Jan 26, 2017 Creating Content for Authentic Audiences
While recently de-cluttering my basement, I uncovered an old box full of photographic negatives and prints from my undergraduate work. Nearly all of the images were from assignments that had no audience beyond my instructors. Thousands of dollars in film and paper created for an audience of one.
The first college course I taught was a basic photography course at a local community college. I understood the burden of the photographic supplies that were needed each week. The first few assignments were always technical in nature but I eventually began to see the redundancy of making students photograph images that had no audience beyond my own. The courses I taught were only electives and many of my students would never be required to take another art course. I soon realized that I could create assignments that not only covered the principles and theories of photographic art but would also allow student the freedom to create images that would be shared beyond the classroom with friends, family, and community.
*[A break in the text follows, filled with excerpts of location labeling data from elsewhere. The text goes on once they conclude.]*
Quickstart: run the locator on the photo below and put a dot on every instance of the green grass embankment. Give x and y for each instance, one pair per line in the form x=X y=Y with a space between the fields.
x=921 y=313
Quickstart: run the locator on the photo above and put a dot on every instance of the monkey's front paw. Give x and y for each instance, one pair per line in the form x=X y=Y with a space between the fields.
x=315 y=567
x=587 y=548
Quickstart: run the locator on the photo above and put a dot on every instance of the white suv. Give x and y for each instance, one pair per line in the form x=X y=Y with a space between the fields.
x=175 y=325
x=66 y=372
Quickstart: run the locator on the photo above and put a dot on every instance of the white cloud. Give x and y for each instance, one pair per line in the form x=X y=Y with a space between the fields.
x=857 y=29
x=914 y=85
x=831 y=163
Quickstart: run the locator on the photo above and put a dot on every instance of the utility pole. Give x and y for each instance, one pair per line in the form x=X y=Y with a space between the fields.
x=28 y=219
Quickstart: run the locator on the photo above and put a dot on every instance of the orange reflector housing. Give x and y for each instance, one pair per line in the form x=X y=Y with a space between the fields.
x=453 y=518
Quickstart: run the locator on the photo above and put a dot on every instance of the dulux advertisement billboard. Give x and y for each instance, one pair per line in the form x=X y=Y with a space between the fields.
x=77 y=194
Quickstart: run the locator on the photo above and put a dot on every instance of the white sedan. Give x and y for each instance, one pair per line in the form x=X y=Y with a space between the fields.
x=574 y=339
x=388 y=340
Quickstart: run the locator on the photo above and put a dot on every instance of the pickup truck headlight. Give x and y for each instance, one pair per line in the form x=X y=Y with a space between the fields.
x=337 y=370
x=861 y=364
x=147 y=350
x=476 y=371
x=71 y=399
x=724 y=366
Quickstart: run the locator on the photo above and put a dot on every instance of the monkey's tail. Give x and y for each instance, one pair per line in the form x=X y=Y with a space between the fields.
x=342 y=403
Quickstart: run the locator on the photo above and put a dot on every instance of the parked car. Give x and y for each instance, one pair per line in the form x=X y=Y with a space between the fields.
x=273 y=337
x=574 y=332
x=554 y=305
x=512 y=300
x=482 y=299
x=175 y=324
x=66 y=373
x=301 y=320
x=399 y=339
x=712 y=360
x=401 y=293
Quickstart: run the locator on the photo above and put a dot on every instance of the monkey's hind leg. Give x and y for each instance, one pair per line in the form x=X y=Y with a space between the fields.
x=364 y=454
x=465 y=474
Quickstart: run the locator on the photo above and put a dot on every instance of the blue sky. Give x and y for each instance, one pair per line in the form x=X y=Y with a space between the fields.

In 2010 I created and co-taught the first digital storytelling course at the University of Utah. I felt the need to help students create content that had an applicable nature beyond some alphabet-soup rating. Our students were introduced to the Special Collections department as part of an early course assignment. Archivist and Librarians introduced students to a multitude of various content from print, manuscripts, rare books, and multimedia. Students we required to research a topic of interest and create a 5-minute visual story. The assignment was uploaded to their public blog where they created tags and categories. The visual stories quickly built an audience and many students received feedback and comments on their content and the ability to tell a compelling story.